Biyoloji alanında yüksek lisansını yapan ve ismini vermek istemeyen bir başka öğrenci, burs miktarının az olması nedeniyle burs başvurusunda bulunmadığını, ek iş yaparak geçimini sağladığını söyledi. Refah seviyesinin düşük olması nedeniyle yurt dışına mecburiyetten gitmek istediğini söyleyen öğrenci, şu ifadeleri kullandı: “Ne emekler sonucunda 30 yaşına kadar akademik çalışma yapan insanlar var ama asgari ücretin sadece biraz üstünde bir burs alıyorlar. Yurt dışında da doktora yapanlar fazla para kazanmıyor. Ama Avrupa ülkelerinde alım gücü yüksek olduğu için bizim kadar sıkıntı yaşamıyorlar. Dolayısıyla insanlar yurt dışında doktora yapmaya eğilim gösteriyor. Doktora bursunuzla bile orada biraz para biriktirip araba alabiliyorken biz yıllarca çalışıp araba almaya yaklaşamıyoruz bile.”

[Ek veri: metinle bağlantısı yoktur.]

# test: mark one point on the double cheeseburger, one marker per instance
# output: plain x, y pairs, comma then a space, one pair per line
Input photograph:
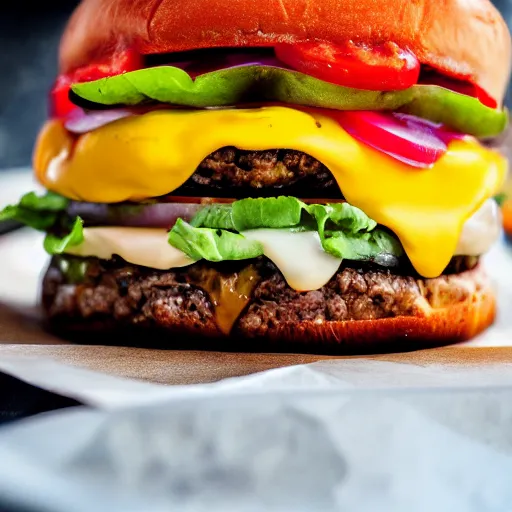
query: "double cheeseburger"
300, 173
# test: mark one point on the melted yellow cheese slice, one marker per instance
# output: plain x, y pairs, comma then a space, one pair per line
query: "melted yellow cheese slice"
153, 154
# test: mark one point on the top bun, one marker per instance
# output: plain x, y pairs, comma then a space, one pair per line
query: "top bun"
466, 39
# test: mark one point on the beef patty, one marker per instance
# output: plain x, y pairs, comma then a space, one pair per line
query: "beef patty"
89, 292
234, 172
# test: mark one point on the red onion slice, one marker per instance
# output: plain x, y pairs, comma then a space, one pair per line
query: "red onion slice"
158, 215
411, 140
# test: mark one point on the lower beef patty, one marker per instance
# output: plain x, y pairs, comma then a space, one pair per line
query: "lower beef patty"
79, 292
231, 171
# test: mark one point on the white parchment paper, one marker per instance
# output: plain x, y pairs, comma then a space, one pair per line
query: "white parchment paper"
338, 435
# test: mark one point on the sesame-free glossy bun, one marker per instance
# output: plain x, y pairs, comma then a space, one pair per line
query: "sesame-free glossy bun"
467, 39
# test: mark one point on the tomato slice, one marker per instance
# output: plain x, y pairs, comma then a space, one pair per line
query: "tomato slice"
379, 67
461, 86
120, 62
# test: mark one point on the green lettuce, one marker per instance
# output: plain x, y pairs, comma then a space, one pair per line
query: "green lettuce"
58, 245
226, 87
37, 212
212, 244
216, 232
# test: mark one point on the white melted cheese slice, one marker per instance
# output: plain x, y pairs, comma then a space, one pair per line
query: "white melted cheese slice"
299, 257
147, 247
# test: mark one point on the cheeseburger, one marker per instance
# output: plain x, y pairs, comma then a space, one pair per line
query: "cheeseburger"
284, 173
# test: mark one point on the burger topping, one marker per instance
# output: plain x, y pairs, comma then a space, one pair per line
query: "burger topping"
254, 84
279, 228
154, 154
383, 67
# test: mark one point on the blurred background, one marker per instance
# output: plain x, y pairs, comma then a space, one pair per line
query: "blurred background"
29, 38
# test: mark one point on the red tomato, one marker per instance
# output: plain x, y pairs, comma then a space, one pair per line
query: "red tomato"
460, 86
121, 62
361, 66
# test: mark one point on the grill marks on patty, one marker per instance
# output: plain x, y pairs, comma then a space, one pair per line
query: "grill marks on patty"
123, 294
231, 171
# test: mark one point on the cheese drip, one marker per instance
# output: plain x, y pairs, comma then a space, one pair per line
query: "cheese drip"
153, 154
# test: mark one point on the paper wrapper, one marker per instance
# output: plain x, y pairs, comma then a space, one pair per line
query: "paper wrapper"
355, 435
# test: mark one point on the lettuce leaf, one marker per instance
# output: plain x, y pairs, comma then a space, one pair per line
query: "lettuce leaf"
212, 244
216, 233
56, 245
362, 246
226, 87
283, 212
37, 212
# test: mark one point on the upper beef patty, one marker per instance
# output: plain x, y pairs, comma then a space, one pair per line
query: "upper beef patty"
233, 172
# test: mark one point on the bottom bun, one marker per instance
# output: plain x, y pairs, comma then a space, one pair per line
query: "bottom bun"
361, 310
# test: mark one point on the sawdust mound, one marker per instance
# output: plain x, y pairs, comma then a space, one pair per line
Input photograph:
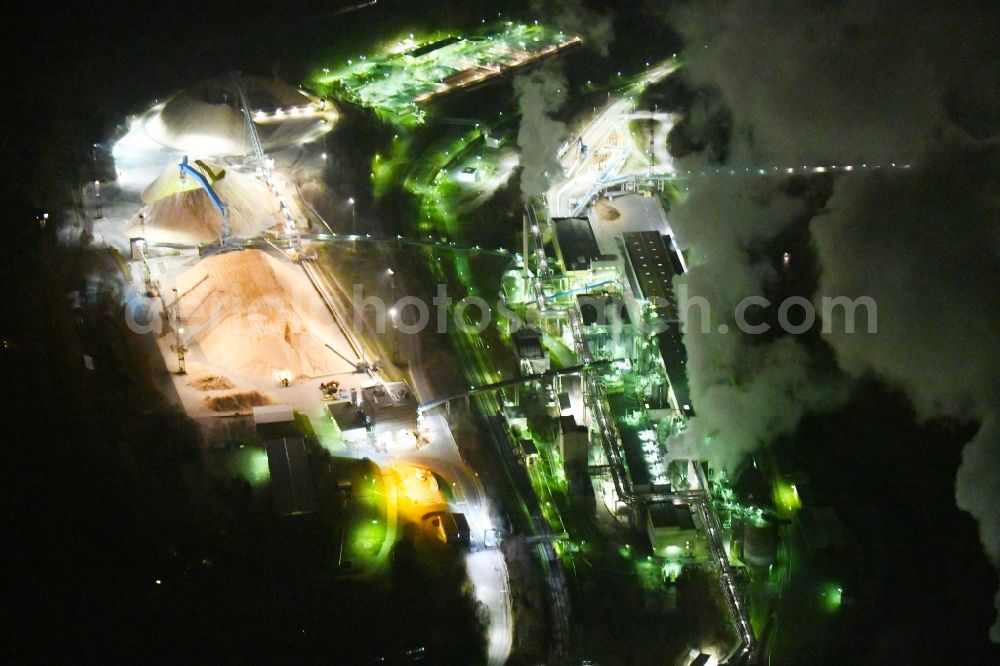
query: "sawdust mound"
234, 402
212, 109
606, 210
257, 316
181, 212
210, 382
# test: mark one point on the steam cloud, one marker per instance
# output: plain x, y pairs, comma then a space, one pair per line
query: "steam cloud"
541, 92
813, 83
573, 18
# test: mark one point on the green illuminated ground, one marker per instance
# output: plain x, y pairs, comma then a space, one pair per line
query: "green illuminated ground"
415, 69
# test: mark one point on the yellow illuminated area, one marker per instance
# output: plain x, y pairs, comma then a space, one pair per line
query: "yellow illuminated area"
786, 497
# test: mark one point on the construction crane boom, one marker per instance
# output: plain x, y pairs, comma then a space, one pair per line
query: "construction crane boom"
251, 126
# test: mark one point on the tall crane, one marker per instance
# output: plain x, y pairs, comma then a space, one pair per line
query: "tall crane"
251, 126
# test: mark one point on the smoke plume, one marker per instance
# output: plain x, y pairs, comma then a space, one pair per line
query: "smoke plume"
541, 93
856, 83
573, 18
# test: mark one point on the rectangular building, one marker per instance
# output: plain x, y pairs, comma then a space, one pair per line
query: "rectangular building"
389, 407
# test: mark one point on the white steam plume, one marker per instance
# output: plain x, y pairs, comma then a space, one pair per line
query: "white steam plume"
857, 82
541, 92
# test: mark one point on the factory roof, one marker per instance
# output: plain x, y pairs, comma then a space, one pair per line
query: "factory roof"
576, 243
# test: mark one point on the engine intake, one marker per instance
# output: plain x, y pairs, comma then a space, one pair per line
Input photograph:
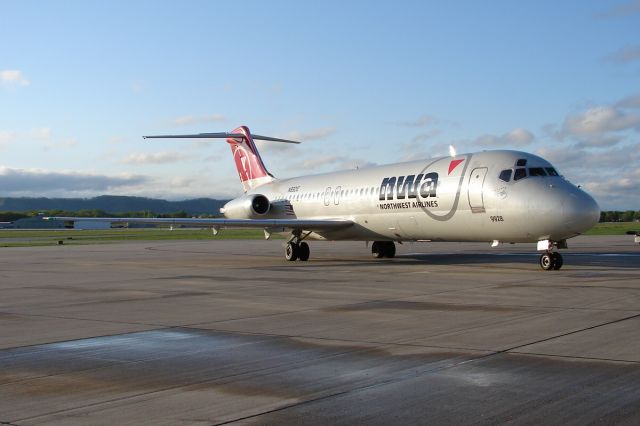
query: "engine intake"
247, 207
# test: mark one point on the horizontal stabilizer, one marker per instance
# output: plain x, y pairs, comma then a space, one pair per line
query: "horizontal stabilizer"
221, 135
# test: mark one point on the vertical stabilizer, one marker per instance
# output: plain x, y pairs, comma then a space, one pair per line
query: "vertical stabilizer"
250, 167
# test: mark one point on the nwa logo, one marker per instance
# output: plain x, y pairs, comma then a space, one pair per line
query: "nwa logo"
405, 187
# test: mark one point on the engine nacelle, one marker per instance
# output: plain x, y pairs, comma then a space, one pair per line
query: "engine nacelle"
247, 207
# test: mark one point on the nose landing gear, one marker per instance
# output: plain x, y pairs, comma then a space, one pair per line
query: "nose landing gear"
296, 249
383, 249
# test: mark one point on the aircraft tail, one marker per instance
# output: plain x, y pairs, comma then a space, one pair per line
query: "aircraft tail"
251, 169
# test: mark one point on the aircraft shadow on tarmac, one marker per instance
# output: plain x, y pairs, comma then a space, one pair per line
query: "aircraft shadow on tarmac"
594, 259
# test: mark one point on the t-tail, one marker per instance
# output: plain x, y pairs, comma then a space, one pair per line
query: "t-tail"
251, 169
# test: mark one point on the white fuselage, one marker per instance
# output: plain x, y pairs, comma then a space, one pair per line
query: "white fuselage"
460, 198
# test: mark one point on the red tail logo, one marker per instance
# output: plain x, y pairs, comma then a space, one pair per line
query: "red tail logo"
245, 154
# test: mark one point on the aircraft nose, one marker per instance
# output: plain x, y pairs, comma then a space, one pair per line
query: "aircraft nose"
580, 212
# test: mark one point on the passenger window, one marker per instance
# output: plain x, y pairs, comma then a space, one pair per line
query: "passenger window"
537, 171
519, 174
505, 175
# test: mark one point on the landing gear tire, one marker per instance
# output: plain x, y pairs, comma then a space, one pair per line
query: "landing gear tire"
381, 249
546, 261
292, 251
377, 249
390, 250
303, 251
551, 261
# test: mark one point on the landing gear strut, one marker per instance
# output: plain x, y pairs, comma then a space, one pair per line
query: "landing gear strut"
296, 249
383, 249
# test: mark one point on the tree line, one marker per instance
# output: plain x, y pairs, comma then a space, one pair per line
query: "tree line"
605, 216
13, 216
620, 216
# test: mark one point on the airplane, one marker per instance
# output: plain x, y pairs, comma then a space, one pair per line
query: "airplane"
498, 196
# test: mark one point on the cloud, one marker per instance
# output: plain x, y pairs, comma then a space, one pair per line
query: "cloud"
611, 176
625, 55
630, 102
425, 136
621, 10
64, 144
598, 120
42, 134
517, 137
36, 182
13, 78
188, 120
154, 158
311, 135
423, 120
334, 162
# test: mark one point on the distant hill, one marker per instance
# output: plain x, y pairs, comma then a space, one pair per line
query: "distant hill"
113, 204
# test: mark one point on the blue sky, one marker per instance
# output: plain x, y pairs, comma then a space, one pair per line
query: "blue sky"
361, 83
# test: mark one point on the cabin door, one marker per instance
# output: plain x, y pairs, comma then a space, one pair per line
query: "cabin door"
476, 182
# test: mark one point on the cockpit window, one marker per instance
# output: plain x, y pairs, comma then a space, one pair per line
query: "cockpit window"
519, 174
505, 175
537, 171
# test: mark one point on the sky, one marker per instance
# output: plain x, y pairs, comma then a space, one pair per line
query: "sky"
360, 83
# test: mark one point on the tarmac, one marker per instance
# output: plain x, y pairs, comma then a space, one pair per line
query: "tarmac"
222, 331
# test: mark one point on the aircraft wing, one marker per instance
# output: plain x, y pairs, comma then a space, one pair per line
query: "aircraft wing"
302, 224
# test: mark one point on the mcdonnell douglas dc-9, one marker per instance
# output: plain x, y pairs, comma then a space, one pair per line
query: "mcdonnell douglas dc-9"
491, 196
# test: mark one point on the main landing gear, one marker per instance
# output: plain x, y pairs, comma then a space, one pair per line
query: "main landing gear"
383, 249
296, 249
551, 260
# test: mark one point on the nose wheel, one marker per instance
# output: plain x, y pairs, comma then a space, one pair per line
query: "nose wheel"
383, 249
296, 249
551, 261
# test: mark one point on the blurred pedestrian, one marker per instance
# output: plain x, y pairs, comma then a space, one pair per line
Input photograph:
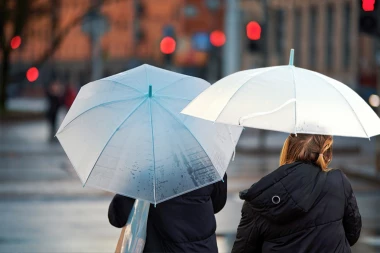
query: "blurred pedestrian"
303, 206
55, 100
182, 224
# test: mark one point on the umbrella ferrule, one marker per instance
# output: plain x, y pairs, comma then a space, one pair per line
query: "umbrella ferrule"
150, 90
291, 57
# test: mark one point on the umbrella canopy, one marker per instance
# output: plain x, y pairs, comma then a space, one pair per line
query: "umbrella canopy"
286, 99
125, 134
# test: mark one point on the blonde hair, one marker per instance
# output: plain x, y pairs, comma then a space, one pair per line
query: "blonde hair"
307, 148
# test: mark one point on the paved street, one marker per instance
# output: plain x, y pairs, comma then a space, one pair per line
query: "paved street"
44, 208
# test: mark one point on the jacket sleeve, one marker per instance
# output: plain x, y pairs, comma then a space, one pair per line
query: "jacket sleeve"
352, 221
119, 209
219, 194
248, 238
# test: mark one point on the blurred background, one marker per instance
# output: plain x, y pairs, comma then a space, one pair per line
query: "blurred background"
50, 48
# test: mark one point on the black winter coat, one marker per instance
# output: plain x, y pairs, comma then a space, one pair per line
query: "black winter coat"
182, 224
299, 208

Üniversitelerde az sayıda kadro açıldığını belirten öğrenci, “Açılan kadro az ama liyakat yok, dolayısıyla kendini yetiştirmiş birçok insan Türkiye’de kadro bulamadığı için yurt dışına gidiyor” dedi. Temel bilimler alanındaki projelerde kullanılacak ekipmanların yurt dışından sağlandığını kaydeden öğrenci, “Aldığımız bütün ekipmanlar yurt dışından satın alındığı için 30 katını ödemek zorundayız. Verilen bütçeler bu anlamda yeterli olmuyor. Birçok insan, projelerinin kabul olduğunu ama dolar ve euro sürekli arttığı için ekipmanları alamaz hale geldiklerini söylüyorlar” diye konuştu.

Sinan Muşlu
‘ÜNİVERSİTELERİMİZ GİDEREK ÇORAKLAŞAN EĞİTİM ORTAMLARI OLDU’

Eğitim Sen Genel Yükseköğretim ve Eğitim Sekreteri Sinan Muşlu, “Doktora eğitimi, YÖK’ün akademik dünyamızda yarattığı çöküşün etkisi altında olan ve yeterince desteklenmeyen alanlardan yalnızca biri. Türkiye’nin doktora eğitiminde dünyadaki birçok ülkenin gerisinde olduğu bilinen bir durum. Doktora öğretiminin güçlendirilmesi için temel noktaların yeniden düzenlenmesi gerekir” dedi.

Doktora öğrencilerine verilen bursların yetersiz olduğunu belirten Muşlu, YÖK’ün kendi düzenlediği çalıştayda doktora öğrencilerine verilecek bursun, en az asgari ücret düzeyine çıkarılması kararının bugüne kadar hayata geçirilmediğini hatırlattı. YÖK’ün yeterince bilgilendirme yapmadığını söyleyen Muşlu, “Kitap ve belgelerin edinilmesi, araştırma ve tez hazırlama süreçlerinin kapsamı düşünüldüğünde, 7 bin 500 liranın mevcut ekonomik koşullarda teşvik edici olmadığı oldukça açık. Doktora bursu alan öğrenci sayısı ve ne kadarlık bir bütçe ayrıldığı bilinmiyor, bu konuya dair istatistiki bilgiler paylaşılmıyor” ifadelerini kullandı.

‘ÜLKEMİZDE AKADEMİK ÖZGÜRLÜK YOK’

Muşlu, lisans, yüksek lisans ve doktora öğrencilerinin yurt dışına olan ilgi artışlarının nedenini şu cümlelerle aktardı: “Yurt dışına olan akademik ilginin en önemli sebebi, ülkemizde akademik özgürlüğün bulunmaması ve üniversitelerimizin giderek çoraklaşan eğitim ortamlarına sahip olması. Bugün üniversitelerimizde bilim, felsefe, sanat çalışmalarında özgürlük olmadığı gayet açık. İktidarın otoriter gücünün ve ideolojisinin üniversitelere hâkim kılınmasıyla birlikte akademik başarı düzeyi uluslararası ölçütlerde de oldukça gerilere doğru çekildi. Bundan kaynaklı olarak gerek üniversite öğrencileri ve gerekse akademik çalışma yürütenlerin yurt dışı arayışı her geçen gün artıyor.”